Zakat Perdagangan (perniagaan) – Yang dimaksud dengan harta perdagangan adalah semua bentuk harta yang diproduksi untuk dijualbelikan dengan bermacam-macam cara dan membawa kenaikan dan manfaat bagi manusia.[1] Adapun dalil yang menunjukkan adanya kewajiban zakat pada harta perdagangan adalah firman Allah:
ياأيهاالذّين امنواأنفقوامن طيّبات ماكسبتم وممّاأخرجنالكم من الأرض [2
Ayat ini mengandung makna bahwa wajib bagi semua harta yang dipergunakan dalam usaha kerja yang produktif untuk dikeluarkan zakatnya. Demikian pendapat Iman Abu
Bakar Ibn Arabi dalam Ahkām al-Qur’ānnya, juga Imam al-Razi yang dikutip oleh Yūsuf al-Qaradawi.[3]

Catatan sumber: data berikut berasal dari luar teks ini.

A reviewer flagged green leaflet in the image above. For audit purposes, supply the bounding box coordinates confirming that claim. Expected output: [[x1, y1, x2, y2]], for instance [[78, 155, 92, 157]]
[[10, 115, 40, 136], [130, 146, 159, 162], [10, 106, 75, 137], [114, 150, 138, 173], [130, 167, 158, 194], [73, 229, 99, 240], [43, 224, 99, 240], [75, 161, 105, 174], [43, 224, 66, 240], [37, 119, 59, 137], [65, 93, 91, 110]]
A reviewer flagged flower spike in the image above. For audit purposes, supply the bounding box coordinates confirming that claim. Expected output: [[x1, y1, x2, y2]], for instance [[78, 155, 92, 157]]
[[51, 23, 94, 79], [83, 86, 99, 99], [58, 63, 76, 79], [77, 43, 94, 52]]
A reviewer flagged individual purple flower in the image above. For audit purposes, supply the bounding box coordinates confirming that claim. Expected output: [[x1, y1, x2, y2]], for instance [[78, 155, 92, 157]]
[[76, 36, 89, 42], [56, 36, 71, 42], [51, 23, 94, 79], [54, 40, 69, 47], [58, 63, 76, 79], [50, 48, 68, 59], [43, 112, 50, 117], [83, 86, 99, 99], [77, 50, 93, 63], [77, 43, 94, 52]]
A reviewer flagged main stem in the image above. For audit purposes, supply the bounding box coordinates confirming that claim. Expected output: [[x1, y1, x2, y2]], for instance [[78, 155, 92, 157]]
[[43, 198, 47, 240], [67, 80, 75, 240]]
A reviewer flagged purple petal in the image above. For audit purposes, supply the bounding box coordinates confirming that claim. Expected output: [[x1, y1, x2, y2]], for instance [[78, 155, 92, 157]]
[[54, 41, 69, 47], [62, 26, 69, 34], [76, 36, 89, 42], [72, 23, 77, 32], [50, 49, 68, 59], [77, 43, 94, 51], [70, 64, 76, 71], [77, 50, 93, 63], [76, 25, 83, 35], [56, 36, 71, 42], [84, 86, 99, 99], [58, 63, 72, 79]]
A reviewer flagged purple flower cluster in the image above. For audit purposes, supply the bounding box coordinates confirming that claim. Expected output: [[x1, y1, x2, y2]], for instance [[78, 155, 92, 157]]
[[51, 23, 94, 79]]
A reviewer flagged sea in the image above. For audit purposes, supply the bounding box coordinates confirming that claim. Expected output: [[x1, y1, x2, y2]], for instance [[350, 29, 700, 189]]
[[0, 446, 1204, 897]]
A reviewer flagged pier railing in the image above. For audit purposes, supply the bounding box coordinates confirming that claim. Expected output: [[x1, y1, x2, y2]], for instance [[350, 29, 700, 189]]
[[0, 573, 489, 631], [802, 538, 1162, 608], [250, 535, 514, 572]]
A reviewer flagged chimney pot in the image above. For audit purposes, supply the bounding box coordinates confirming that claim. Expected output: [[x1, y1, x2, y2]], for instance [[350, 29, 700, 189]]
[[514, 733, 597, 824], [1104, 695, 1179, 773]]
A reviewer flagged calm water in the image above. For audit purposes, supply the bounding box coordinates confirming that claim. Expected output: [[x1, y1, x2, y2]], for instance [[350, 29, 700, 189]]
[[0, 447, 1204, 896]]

Pendapat mereka diperkuat lagi dengan hadis Nabi saw sebagai berikut:
كان يأمرناان نخرج الصّدقة من الّذي نعدّللبيع [4
Mengenai zakat tijarah ini, ulama zahiriyyah berbeda pendapat, bahwa tidak wajib dikeluarkan zakatnya atas harta perdagangan.[5] Adapun syarat harta benda menjadi tijarah menurut Ibnu Qudamah yang dikutip oleh as-Sayyid Sabiq dalam Fiqh as-Sunnahnya ada dua macam syarat, yaitu:
- Hendaklah dimiliki secara nyata seperti dari jual beli
- Hendaklah ketika dimiliki itu diniatkan untuk diperdagangan[6]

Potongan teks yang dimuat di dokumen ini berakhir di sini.